Fingerprint token filter
Sorts and removes duplicate tokens from a token stream, then concatenates the stream into a single output token.
For example, this filter changes the [ the, fox, was, very, very, quick ]
token stream as follows:
- Sorts the tokens alphabetically to
[ fox, quick, the, very, very, was ]
- Removes a duplicate instance of the
very
token. - Concatenates the token stream to a output single token:
[fox quick the very was ]
Output tokens produced by this filter are useful for fingerprinting and clustering a body of text as described in the OpenRefine project.

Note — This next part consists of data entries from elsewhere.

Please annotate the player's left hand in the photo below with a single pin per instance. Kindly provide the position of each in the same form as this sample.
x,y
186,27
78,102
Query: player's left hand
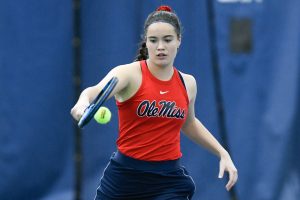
x,y
226,164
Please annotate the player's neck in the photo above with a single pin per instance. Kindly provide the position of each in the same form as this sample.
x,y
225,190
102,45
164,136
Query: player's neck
x,y
163,73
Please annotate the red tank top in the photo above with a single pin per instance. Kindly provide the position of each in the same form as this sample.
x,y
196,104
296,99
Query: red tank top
x,y
150,121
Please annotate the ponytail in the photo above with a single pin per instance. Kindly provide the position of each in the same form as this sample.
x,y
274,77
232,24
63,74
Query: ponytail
x,y
142,52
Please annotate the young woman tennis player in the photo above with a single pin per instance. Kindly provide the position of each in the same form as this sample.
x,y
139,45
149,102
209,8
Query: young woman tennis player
x,y
155,101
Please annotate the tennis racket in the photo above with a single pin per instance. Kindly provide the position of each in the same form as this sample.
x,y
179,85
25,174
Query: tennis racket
x,y
97,102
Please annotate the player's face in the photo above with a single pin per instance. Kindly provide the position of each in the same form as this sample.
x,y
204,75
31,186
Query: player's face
x,y
162,43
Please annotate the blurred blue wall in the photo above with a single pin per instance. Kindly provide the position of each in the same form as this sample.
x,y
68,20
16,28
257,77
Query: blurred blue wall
x,y
260,90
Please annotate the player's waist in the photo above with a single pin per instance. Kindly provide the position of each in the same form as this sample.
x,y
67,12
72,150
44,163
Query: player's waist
x,y
145,165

This filter uses Lucene’s FingerprintFilter.
Example
The following analyze API request uses the fingerprint
filter to create a single output token for the text zebra jumps over resting resting dog
:
GET _analyze
{
"tokenizer" : "whitespace",
"filter" : ["fingerprint"],
"text" : "zebra jumps over resting resting dog"
}
The filter produces the following token:
[ dog jumps over resting zebra ]
Add to an analyzer
The following create index API request uses the fingerprint
filter to configure a new custom analyzer.
PUT fingerprint_example
{
"settings": {
"analysis": {
"analyzer": {
"whitespace_fingerprint": {
"tokenizer": "whitespace",
"filter": [ "fingerprint" ]
}
}
}
}
}
Configurable parameters
max_output_size
(Optional, integer) Maximum character length, including whitespace, of the output token. Defaults to 255
. Concatenated tokens longer than this will result in no token output.
separator
(Optional, string) Character to use to concatenate the token stream input. Defaults to a space.
Customize
To customize the fingerprint
filter, duplicate it to create the basis for a new custom token filter. You can modify the filter using its configurable parameters.
For example, the following request creates a custom fingerprint
filter with that use +
to concatenate token streams. The filter also limits output tokens to 100
characters or fewer.
PUT custom_fingerprint_example
{
"settings": {
"analysis": {
"analyzer": {
"whitespace_": {
"tokenizer": "whitespace",
"filter": [ "fingerprint_plus_concat" ]
}
},
"filter": {
"fingerprint_plus_concat": {
"type": "fingerprint",
"max_output_size": 100,
"separator": "+"
}
}
}
}
}